Диктатура счастья
Груздь возделывал поле своего таланта неравномерным, междисциплинарным «все и сразу». Зачинающаяся без твердого начала, пахотная борозда его таланта петляла зигзагами и засеивалась беспорядочно. Когда наступала пора сбора урожая, методично обогащающиеся простаки-фермеры плевались от одного только взгляда на крючковатые плодовые деревца и кустики. Груздь же гордился необычайностью плодов своего труда. Он любил гибридный гений их мякоти. Ни один генномодифицированный «уродец» на Земле не служил на пользу его желудка, но служил на пользу его духа.

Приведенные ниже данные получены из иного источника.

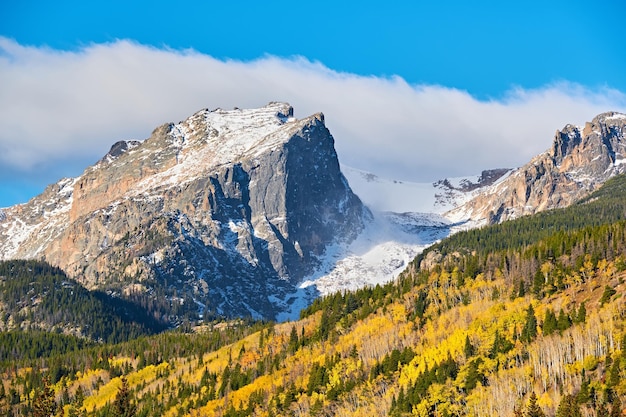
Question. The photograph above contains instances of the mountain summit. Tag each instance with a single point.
(580, 160)
(224, 212)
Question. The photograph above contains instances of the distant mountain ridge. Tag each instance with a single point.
(222, 212)
(580, 160)
(228, 211)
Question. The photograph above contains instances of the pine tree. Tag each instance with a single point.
(468, 349)
(293, 340)
(123, 406)
(550, 323)
(533, 410)
(529, 332)
(568, 407)
(581, 316)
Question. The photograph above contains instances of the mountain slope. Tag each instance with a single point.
(580, 160)
(457, 337)
(222, 212)
(34, 295)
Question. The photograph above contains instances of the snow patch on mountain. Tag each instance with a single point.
(378, 255)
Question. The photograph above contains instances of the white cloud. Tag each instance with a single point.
(71, 106)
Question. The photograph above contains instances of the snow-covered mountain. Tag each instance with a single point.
(226, 211)
(247, 212)
(580, 160)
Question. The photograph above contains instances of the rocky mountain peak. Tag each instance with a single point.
(227, 209)
(580, 160)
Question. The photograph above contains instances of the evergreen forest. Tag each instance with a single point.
(525, 318)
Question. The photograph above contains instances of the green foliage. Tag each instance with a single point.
(500, 345)
(568, 407)
(123, 405)
(529, 332)
(44, 404)
(533, 409)
(550, 324)
(37, 292)
(607, 294)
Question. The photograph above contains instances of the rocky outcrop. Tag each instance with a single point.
(226, 210)
(580, 160)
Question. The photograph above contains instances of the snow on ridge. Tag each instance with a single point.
(377, 256)
(616, 116)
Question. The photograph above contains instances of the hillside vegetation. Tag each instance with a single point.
(523, 318)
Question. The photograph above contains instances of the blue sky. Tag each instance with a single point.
(413, 90)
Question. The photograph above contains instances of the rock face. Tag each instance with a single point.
(226, 210)
(580, 160)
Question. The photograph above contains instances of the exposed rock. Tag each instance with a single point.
(580, 160)
(228, 208)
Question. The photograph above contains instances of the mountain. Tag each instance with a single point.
(35, 295)
(493, 329)
(223, 212)
(579, 161)
(392, 195)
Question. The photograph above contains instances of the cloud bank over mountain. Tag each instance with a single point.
(62, 110)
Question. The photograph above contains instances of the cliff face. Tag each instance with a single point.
(580, 160)
(227, 210)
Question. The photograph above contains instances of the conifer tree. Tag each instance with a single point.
(123, 406)
(529, 332)
(550, 323)
(568, 407)
(533, 409)
(44, 404)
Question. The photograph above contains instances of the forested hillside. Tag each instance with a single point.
(523, 318)
(35, 295)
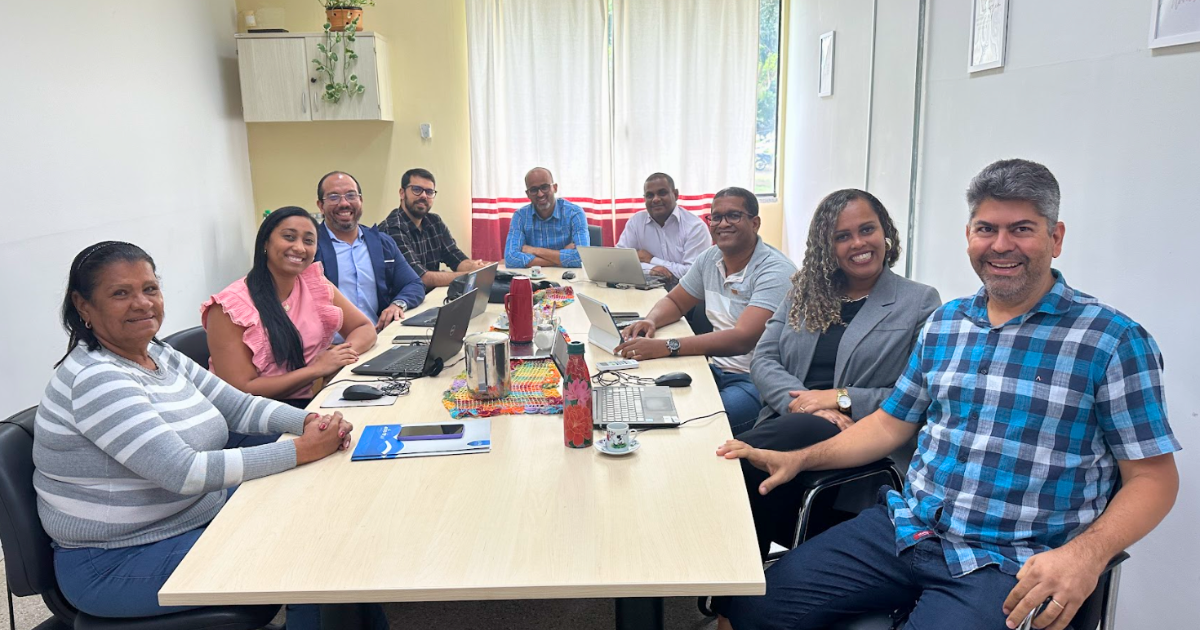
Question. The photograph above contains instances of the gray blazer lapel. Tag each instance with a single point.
(879, 305)
(805, 346)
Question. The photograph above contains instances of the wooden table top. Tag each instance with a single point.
(529, 520)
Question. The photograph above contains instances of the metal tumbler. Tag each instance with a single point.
(487, 365)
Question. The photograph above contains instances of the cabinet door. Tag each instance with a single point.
(351, 107)
(274, 82)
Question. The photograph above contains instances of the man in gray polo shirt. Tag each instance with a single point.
(741, 281)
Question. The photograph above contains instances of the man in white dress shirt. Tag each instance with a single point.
(669, 239)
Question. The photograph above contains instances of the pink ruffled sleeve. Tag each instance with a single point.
(235, 301)
(322, 291)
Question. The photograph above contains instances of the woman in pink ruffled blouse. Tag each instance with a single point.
(270, 331)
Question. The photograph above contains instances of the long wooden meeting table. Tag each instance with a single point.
(529, 520)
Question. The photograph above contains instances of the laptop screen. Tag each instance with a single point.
(558, 353)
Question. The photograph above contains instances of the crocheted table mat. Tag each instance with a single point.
(534, 391)
(559, 297)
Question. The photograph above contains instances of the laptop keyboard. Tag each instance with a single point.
(618, 405)
(413, 361)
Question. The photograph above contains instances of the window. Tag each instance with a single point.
(767, 112)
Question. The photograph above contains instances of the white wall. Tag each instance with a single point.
(826, 139)
(825, 142)
(1117, 125)
(123, 123)
(1120, 127)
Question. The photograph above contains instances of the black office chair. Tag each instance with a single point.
(29, 559)
(193, 342)
(1096, 611)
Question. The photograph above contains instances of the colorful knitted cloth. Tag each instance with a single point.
(534, 391)
(559, 297)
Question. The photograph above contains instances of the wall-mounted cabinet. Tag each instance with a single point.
(281, 84)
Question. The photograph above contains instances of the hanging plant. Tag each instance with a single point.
(337, 48)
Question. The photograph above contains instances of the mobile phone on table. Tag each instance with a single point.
(414, 432)
(1027, 624)
(621, 364)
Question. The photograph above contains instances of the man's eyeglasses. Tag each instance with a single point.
(334, 198)
(732, 219)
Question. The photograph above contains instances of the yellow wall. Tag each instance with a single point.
(427, 43)
(427, 46)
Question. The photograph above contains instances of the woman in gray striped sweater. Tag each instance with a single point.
(129, 441)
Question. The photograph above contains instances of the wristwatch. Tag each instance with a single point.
(844, 401)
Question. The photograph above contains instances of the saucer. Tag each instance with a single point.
(603, 447)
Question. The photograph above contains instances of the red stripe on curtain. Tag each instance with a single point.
(490, 219)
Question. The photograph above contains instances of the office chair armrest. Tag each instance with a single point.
(813, 479)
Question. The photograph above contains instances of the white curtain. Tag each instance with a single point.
(684, 96)
(678, 99)
(538, 76)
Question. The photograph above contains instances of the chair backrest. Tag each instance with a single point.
(192, 342)
(28, 556)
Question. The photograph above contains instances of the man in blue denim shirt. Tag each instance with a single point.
(1032, 401)
(547, 231)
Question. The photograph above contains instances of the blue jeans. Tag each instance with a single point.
(739, 397)
(853, 568)
(125, 582)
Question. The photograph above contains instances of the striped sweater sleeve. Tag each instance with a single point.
(114, 412)
(249, 414)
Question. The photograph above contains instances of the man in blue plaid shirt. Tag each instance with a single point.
(1032, 400)
(549, 229)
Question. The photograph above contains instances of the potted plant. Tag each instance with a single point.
(342, 12)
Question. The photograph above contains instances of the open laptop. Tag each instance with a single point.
(480, 279)
(616, 265)
(604, 334)
(415, 361)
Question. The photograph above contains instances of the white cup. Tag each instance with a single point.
(618, 437)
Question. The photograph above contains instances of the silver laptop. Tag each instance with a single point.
(616, 265)
(480, 279)
(604, 333)
(642, 407)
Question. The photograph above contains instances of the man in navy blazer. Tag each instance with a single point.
(365, 265)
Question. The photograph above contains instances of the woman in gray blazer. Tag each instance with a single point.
(834, 349)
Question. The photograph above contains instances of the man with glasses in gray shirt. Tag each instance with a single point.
(741, 281)
(421, 235)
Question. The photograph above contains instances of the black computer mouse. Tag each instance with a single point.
(673, 379)
(361, 393)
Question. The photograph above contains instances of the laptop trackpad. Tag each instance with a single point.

Единственным, кто одобрял это, был Колтун – замысловато запутанные желтые и красные шнурки, неведомой силой зафиксированные в рыхлый, но неподвижный клубок. Колтун напоминал макаронного монстра, но была в нем какая-то стать, которой у макаронного монстра не было. Все, кроме Груздя, всегда одобряли Колтуна и единогласной мыслью внедряли его в каждую свою работу. Колтун транслировал единую истину клуба — «Шитье, Письмо, Коллаж и К°»:
«БЕЗ ЛИШНИХ ПОМЫСЛОВ РАБОТАТЬ».
Все считали Колтуна отцом светлой памяти искусства. Даже Груздь норму Колтунова присутствия выполнял исправно: Колтун пришивался в виде колющейся бирки, которую обычно поскорее отрезают, приклеивался в виде этикетки, с проклятиями отдираемой от граненого стакана, или непонятным почерком приписывался сбоку на полях. На бирке, на этикетке или Nota Bene на полях — лишний помысел присваивал Колтун. Мастерская ломилась от стопок Груздевых помыслов-огрызков, и это была только часть его сектанской методики.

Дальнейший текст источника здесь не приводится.